Protesters, a skunk and rabbit protest LRV facility.
Leslieville resident Sharon Howarth is hopping mad Sunday about the impacts on the community due to the proposed Ashbridges Bay LRV facility.
Photo/JOANNA LAVOIE
More than 40 people lined the sidewalk and median near Lake Shore Boulevard East and Leslie Street on Thursday, April 1 to protest the location of a proposed light rail vehicle (LRV) facility near Ashbridges Bay.
Sporting large signs and chanting slogans, the protesters - one of which was clad as the 'don't get skunked again' skunk and another as a 'hopping mad' rabbit - called on passersby to support them by honking their horns.
Nancy Hawley, a longtime Leslieville resident, helped organize the event.
She said her biggest concern is the loss of nearly 20 acres from the Ashbridges Bay Treatment Plant (ABTP), the site selected to build the new streetcar yard.
"It makes no sense to me that they would choose a contaminated site. There's lots of alternatives," Hawley said, pointing to the neighbouring West Don Lands as well as the port lands as other options.
Hawley said neighbours are especially upset with the choice of location because they feel a 1999 agreement reached between the city and a neighbourhood liaison committee as well as Citizens for a Safe Environment to maintain the full ABTP site for sewage and wastewater treatment is not being honoured.
"The community is really upset. People feel a loss of faith (in the city)," she said, adding the recent purchase of the new streetcars are a good thing. "We want to honour that agreement. We want the ABTP cleaned up and protected."
Longtime Beach resident Karen Buck, of Citizens for a Safe Environment, said the ABTP is a complicated facility that must continue to be fully used for water treatment.
"It's like trading one essential service for another," she said, adding the city's recent choice to use liquid chlorine is still not the best idea for disinfecting wastewater.
Hawley added it would take $60 million to remediate the ABTP site in order to use a portion of it for the streetcar storage and maintenance facility.
"We really want our councillors to stand up for us and stop this.
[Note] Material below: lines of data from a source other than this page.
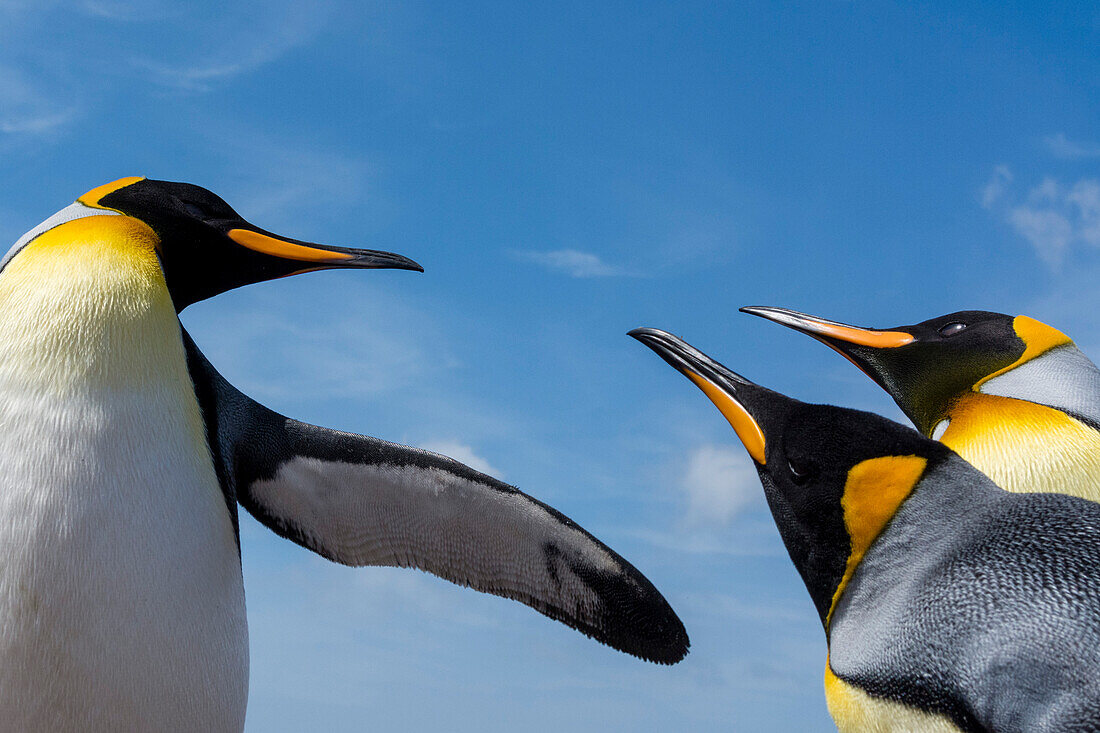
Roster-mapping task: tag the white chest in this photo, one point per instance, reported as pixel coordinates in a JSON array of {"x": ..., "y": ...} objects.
[{"x": 121, "y": 598}]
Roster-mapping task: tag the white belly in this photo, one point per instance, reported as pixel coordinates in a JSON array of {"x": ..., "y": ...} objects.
[{"x": 121, "y": 598}]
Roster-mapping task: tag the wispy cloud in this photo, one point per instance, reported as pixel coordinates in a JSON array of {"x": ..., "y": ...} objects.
[
  {"x": 1053, "y": 217},
  {"x": 461, "y": 451},
  {"x": 26, "y": 108},
  {"x": 238, "y": 45},
  {"x": 573, "y": 263},
  {"x": 1062, "y": 146},
  {"x": 719, "y": 482}
]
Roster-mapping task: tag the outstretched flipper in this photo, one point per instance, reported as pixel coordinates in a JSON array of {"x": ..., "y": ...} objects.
[{"x": 362, "y": 501}]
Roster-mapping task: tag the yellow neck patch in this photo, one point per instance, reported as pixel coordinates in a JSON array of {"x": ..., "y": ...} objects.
[
  {"x": 873, "y": 491},
  {"x": 1025, "y": 447},
  {"x": 1037, "y": 337},
  {"x": 739, "y": 418},
  {"x": 85, "y": 305},
  {"x": 91, "y": 198}
]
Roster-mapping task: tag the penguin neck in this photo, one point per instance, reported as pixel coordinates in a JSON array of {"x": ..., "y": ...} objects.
[
  {"x": 1024, "y": 446},
  {"x": 85, "y": 306}
]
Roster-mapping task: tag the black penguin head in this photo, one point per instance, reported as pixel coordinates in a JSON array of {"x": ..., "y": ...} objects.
[
  {"x": 206, "y": 248},
  {"x": 926, "y": 368},
  {"x": 833, "y": 477}
]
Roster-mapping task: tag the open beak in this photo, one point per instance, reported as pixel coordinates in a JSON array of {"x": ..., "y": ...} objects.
[{"x": 730, "y": 393}]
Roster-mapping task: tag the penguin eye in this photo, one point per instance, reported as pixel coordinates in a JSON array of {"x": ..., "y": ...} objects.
[{"x": 801, "y": 471}]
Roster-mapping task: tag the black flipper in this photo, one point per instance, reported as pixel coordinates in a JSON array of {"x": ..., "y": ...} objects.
[{"x": 361, "y": 501}]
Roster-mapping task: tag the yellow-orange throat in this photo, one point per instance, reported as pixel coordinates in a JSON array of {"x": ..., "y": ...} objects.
[
  {"x": 872, "y": 493},
  {"x": 1025, "y": 447}
]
We want them to stand up for the environment and the citizens that live here."
She also noted some of the residents at the protest, which ran from 7 to 9 a.m. and 4 to 6 p.m., were concerned about local safety issues as an estimated 154 streetcars will soon be travelling along Queen Street East and south on Leslie street to reach the yard.
"Rail yards are usually put where people don't go," she said.
Carrying a large sign with a skunk on it, Beach resident Jose Gaspar said he came out to protest the new LRV facility because he doesn't want to see the loss of the green spaces in the area.
"We love it down here," Gaspar said, adding he wants more parks and less rail and vehicular traffic in the Ashbridges Bay area.
"What we need is more bike lanes, not TTC tracks."
The protest also served to encourage residents to make their way to an April 8 community meeting at the EMS Academy at 895 Eastern Ave., from 6:30 to 9 p.m.
"We're mobilizing for April 8. If you have an opinion, get to that meeting," Hawley urged.